Do job titles really matter?

The short answer is yes. Why is everyone telling you to stick around until senior or manager before quitting? Lifehacker has some sage advice:

Your title only makes a significant difference when distinguishing a regular employee from a manager and when you leave your job and have to stick it on your resume.

In public accounting, most people are varying stages of getting ready to jump ship. If you haven’t thought about it yet, you will. So, which title you have when you leave public accounting matters and hiring managers will judge your dedication — and ability to endure busy seasons — by looking at that title. It may not be fair, but it’s a fact.

Fine, you commit yourself to staying until [insert job title here] before you kiss busy season goodbye and look for greener pastures. One problem, firms figured this out too and are capitalizing on it.

Performance review season retention gimmick

Dangling the promotion — i.e. announcing over the Summer but not actually awarding it until the Fall — is one of the Big 4 firms’ sneaky retention tactics. I recall that my performance at KPMG was measured from my start date in September through sometime in April. My performance review took place in July and promotions were announced. Any titles and raises were not doled out until the new fiscal year on October 1.

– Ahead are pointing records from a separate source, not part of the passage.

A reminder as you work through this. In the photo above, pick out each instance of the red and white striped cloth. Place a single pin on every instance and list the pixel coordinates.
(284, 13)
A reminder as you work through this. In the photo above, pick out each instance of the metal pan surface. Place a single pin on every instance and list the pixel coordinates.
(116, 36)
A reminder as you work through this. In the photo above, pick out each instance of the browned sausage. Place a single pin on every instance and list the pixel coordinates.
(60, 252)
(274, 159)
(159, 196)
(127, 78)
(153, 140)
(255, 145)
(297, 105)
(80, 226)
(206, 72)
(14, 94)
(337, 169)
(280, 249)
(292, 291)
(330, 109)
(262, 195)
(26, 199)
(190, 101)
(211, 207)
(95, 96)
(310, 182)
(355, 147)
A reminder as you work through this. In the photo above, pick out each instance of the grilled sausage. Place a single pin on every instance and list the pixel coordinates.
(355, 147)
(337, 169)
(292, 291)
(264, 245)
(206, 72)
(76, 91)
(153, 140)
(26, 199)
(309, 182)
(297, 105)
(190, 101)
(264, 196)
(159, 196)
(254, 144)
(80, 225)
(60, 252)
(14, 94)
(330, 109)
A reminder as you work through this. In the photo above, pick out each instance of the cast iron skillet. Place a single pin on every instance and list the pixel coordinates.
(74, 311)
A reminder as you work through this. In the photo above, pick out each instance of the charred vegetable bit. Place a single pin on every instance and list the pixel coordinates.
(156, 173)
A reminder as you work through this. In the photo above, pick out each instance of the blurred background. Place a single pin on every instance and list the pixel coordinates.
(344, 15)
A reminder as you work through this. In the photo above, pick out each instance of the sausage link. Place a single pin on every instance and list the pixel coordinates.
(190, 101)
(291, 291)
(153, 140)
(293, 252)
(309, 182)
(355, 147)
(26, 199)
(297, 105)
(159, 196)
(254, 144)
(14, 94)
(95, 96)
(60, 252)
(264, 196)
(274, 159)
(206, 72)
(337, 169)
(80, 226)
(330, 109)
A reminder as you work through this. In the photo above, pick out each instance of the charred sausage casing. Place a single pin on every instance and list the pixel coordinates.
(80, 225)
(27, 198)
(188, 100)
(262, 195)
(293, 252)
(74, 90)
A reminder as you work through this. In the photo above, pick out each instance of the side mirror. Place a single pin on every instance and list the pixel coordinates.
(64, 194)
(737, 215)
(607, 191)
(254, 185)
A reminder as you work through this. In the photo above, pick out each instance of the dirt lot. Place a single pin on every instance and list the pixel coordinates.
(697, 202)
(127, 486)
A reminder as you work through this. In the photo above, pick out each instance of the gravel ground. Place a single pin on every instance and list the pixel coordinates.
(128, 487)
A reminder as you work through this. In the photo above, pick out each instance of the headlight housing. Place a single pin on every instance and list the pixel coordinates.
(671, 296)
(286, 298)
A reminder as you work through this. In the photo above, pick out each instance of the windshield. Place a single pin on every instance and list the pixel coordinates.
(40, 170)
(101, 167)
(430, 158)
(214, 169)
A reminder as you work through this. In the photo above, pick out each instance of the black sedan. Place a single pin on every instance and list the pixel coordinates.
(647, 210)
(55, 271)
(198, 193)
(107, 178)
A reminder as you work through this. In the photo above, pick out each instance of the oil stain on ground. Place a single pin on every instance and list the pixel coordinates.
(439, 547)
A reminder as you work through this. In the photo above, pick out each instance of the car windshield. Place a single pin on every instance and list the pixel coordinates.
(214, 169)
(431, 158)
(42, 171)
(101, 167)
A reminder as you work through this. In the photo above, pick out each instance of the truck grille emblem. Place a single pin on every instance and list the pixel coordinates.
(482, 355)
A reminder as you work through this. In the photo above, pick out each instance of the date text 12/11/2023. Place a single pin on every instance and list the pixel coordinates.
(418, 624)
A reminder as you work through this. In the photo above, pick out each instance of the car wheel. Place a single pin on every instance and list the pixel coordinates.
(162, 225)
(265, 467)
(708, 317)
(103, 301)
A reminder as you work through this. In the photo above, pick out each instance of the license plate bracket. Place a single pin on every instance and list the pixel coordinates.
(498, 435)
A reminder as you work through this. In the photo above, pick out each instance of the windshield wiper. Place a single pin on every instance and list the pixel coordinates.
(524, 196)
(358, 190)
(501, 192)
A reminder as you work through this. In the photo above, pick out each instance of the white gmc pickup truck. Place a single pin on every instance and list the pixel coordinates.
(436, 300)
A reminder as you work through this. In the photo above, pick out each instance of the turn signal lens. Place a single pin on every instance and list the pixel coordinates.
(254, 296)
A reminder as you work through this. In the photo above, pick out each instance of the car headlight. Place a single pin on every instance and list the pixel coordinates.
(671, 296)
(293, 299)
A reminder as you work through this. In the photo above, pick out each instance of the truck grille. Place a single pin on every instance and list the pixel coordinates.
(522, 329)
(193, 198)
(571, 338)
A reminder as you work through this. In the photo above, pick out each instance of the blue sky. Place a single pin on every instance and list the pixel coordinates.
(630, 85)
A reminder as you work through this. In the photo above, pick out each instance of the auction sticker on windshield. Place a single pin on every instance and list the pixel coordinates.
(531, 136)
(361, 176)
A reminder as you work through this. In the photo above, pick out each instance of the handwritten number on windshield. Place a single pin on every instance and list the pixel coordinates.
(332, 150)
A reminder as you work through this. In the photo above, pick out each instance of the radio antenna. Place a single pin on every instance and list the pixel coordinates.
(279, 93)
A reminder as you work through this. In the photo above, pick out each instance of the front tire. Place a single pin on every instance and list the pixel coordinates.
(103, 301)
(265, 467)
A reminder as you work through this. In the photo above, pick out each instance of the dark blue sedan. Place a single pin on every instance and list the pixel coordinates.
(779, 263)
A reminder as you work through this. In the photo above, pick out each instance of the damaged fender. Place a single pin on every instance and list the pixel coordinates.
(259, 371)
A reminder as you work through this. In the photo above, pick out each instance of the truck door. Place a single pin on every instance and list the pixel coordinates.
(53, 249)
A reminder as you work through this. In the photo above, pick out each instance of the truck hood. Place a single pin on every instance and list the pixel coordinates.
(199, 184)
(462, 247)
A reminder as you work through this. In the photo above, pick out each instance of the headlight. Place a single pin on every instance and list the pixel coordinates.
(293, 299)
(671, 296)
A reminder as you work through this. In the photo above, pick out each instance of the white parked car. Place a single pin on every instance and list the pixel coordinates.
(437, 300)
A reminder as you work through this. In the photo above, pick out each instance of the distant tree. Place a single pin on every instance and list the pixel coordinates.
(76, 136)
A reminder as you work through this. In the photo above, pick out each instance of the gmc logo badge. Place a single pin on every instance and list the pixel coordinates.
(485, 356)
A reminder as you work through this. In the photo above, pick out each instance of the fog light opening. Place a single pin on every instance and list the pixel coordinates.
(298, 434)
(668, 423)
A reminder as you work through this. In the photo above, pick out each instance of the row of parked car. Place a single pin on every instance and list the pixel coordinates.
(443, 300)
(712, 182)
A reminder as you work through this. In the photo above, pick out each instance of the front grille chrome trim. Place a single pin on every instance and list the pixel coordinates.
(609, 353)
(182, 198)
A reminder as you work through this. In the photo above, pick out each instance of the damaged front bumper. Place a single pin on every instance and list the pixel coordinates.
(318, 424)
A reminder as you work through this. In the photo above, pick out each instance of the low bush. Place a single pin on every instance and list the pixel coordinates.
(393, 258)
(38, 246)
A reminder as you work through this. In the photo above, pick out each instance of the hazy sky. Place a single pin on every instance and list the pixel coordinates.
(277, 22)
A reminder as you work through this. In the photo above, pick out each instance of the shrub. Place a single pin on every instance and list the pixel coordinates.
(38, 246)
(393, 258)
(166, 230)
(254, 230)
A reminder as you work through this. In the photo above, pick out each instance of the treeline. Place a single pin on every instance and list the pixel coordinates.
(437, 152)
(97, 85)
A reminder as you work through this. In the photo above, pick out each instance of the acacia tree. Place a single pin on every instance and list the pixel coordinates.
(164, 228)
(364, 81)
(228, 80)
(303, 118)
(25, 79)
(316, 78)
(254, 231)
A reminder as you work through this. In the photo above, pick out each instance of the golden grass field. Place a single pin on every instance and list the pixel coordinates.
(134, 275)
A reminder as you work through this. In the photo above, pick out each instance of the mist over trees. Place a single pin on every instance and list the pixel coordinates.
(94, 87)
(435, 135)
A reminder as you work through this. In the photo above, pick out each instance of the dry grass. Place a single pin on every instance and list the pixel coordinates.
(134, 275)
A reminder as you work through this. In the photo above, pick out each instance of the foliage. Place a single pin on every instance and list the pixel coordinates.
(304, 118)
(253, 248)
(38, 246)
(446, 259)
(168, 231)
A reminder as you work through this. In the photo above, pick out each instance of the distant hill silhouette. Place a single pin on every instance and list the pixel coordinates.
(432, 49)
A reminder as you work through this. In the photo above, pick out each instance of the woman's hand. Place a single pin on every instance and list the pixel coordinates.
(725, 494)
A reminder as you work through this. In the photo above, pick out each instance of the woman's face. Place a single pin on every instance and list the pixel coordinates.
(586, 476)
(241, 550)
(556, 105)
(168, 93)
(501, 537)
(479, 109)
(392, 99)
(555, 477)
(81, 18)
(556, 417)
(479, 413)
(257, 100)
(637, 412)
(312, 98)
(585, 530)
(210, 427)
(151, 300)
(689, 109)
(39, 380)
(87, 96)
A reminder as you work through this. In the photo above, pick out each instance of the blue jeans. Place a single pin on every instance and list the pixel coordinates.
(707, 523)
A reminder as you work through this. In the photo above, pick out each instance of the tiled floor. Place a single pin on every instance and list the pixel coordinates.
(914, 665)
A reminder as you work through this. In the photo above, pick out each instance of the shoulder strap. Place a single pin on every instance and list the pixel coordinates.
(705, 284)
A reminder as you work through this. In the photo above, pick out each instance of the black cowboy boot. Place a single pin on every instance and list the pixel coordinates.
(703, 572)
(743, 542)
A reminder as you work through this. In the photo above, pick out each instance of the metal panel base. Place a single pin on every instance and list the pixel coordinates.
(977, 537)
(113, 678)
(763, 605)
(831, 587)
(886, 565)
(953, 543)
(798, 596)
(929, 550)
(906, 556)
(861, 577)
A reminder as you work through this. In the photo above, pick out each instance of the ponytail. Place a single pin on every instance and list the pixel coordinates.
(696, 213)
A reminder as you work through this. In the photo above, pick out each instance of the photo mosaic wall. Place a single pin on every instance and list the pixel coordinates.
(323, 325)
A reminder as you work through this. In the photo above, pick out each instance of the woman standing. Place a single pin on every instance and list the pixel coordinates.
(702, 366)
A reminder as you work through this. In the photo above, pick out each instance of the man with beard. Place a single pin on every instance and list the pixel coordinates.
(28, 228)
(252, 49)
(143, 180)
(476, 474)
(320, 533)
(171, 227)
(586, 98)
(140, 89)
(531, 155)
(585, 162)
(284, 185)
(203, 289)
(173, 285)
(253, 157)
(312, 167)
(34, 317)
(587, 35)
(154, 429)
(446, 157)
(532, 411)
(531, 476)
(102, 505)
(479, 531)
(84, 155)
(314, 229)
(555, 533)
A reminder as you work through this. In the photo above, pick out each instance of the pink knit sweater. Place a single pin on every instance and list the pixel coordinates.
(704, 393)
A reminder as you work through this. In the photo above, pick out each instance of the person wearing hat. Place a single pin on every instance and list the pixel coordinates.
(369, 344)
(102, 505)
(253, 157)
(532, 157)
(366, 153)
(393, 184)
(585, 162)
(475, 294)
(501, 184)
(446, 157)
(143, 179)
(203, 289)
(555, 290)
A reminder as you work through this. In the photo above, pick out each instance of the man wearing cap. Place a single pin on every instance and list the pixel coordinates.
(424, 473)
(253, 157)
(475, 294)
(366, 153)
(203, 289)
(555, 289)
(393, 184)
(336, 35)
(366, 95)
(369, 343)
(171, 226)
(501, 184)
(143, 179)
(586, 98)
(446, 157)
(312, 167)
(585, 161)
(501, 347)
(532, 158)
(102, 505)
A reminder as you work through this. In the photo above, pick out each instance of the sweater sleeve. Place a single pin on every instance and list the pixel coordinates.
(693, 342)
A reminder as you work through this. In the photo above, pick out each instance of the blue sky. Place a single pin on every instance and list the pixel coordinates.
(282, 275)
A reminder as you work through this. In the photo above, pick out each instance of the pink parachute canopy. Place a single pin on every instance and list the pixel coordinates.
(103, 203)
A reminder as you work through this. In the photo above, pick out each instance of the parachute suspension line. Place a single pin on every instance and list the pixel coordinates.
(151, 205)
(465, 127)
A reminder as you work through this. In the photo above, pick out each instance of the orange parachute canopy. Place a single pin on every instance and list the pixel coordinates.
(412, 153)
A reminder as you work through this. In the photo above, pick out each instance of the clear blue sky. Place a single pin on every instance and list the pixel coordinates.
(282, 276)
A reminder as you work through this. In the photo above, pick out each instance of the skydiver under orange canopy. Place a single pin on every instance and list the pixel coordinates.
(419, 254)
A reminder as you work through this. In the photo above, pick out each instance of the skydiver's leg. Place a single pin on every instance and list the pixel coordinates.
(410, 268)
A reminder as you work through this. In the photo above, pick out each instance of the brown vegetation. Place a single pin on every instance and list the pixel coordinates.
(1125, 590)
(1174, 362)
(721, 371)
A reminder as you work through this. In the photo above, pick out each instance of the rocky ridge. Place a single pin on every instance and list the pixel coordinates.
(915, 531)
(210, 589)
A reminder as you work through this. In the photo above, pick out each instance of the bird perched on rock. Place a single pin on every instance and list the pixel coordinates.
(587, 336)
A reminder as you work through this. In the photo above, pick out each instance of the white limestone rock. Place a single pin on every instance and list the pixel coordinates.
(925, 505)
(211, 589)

All “soon-to-be-promoted” auditors end up working above their title for the next couple of months until they are actually promoted, and their pay caught up. My beef: the job duties and responsibilities don’t transition abruptly as the end of the fiscal year, so you’re stuck doing higher level work for less money and no title.

Plus, the performance from May 1 – September 30 of the current year didn’t get acknowledged until the following year. Theoretically, if I did “outstanding” work on an audit in June 2017, it wouldn’t factor into a promotion until October 2018. It’s really hard to be a “high performer” and be eligible for larger percentage increases in base pay with that type of lag.

Again, am I the only one who thinks this is bogus? And, do you think the title you resign with matters when you leave public? Discuss.